Горе свое Карамзин выразил в статье: "Цветок на гроб моего Агатона", так называл он Петрова.
Статья эта помещена в первой книжке сборника "Аглая", изданного им зимою 1793 г. Именем Аглаи, одной из граций, Карамзин называл Плещееву.
Вторая книжка "Аглаи", вышедшая в 1794 г., была ей посвящена.
В первой книжке помещено было: "Что нужно автору", где выше всего ставится желание добра, любовь к человечеству; этими качествами Карамзин объясняет успех Руссо, опровержению мнений которого о вреде наук посвящена другая статья той же книжки: "Нечто о науках". Здесь же напечатан "Остров Борнгольм", привлекавший современников таинственностью содержания и нравившейся знаменитою тогда песнею: "Законы осуждают предмет моей любви"; "Письма русского путешественника" продолжаются в обеих книжках "Аглаи". Были в этом сборнике и чужие произведения.

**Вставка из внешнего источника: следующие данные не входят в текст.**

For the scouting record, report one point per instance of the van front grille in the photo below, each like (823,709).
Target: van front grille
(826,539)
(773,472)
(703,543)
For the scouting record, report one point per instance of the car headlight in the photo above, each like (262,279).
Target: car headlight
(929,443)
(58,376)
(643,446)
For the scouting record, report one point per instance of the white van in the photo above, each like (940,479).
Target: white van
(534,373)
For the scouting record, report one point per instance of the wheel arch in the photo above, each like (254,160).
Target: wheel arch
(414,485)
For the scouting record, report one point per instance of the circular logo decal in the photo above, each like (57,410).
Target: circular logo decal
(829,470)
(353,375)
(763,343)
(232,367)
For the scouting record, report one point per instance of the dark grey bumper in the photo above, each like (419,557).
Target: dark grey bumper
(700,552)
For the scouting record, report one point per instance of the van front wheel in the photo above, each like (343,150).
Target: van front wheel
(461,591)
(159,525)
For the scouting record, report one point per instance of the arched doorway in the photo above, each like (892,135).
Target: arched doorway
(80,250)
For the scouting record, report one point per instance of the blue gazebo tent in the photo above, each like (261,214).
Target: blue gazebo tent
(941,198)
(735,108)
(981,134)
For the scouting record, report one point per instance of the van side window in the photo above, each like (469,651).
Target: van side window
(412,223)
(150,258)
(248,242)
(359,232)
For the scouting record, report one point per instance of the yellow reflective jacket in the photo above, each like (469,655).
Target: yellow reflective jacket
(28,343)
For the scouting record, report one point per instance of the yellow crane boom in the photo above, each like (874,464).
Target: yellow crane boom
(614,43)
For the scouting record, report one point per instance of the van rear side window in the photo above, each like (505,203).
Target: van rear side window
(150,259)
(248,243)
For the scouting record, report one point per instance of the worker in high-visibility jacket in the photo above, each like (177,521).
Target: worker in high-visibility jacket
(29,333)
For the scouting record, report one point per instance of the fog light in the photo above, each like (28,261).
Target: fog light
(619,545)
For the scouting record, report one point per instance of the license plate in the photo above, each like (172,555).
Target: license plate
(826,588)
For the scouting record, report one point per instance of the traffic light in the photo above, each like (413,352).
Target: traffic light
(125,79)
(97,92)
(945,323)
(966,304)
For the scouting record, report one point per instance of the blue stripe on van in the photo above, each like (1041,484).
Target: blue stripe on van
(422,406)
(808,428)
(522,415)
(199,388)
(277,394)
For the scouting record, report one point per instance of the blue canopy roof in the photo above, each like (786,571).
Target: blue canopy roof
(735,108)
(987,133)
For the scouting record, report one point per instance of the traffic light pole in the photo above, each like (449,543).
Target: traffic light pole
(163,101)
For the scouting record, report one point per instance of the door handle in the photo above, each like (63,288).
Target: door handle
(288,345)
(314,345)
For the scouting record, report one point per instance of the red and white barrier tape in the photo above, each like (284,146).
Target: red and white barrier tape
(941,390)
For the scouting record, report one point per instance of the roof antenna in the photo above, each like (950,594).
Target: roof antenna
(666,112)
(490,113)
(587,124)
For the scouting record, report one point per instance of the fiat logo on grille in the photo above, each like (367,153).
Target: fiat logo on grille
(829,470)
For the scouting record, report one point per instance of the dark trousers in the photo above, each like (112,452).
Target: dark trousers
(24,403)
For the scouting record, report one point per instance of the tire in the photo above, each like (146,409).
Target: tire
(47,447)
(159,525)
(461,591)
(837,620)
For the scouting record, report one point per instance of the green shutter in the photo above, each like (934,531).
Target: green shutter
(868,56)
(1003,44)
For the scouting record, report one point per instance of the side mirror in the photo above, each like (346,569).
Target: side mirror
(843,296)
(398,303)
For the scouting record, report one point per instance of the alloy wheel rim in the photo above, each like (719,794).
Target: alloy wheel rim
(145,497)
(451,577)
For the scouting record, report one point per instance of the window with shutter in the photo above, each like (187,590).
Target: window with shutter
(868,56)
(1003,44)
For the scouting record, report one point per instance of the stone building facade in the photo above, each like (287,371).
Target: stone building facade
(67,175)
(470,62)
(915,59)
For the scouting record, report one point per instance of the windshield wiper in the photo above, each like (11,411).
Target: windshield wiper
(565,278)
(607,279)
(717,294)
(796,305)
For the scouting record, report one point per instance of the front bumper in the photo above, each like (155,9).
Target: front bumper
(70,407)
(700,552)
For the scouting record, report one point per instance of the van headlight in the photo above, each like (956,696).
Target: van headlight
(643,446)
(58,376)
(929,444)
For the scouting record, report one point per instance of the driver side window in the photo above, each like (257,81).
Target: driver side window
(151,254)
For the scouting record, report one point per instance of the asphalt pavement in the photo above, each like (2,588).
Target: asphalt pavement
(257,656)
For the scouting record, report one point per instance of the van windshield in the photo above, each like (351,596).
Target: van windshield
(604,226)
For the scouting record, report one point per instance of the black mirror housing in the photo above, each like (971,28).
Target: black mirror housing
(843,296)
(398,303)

Большую часть 1793 и 1794 гг. Карамзин провел в имении друзей своих Плещеевых (в орловской губернии); осенью 1794 года вышла вторая Книжка "Аглаи". Из статей Карамзина, помещенных в этой книжке, особенно важна "Переписка Филалета и Мелодора". По остроумному замечанию А. Д. Галахова, Мелодор и Филалет это олицетворение Карамзина в двух разных настроениях: Мелодор — Карамзин, убоявшийся за успех просвещения, ввиду прискорбных явлений той эпохи, и усомнившийся в прогрессе;
Филалет — это Карамзин последователь оптимизма, убежденный в том, что в мире Божием существует порядок, которого мы только не понимаем по слабости нашего разума.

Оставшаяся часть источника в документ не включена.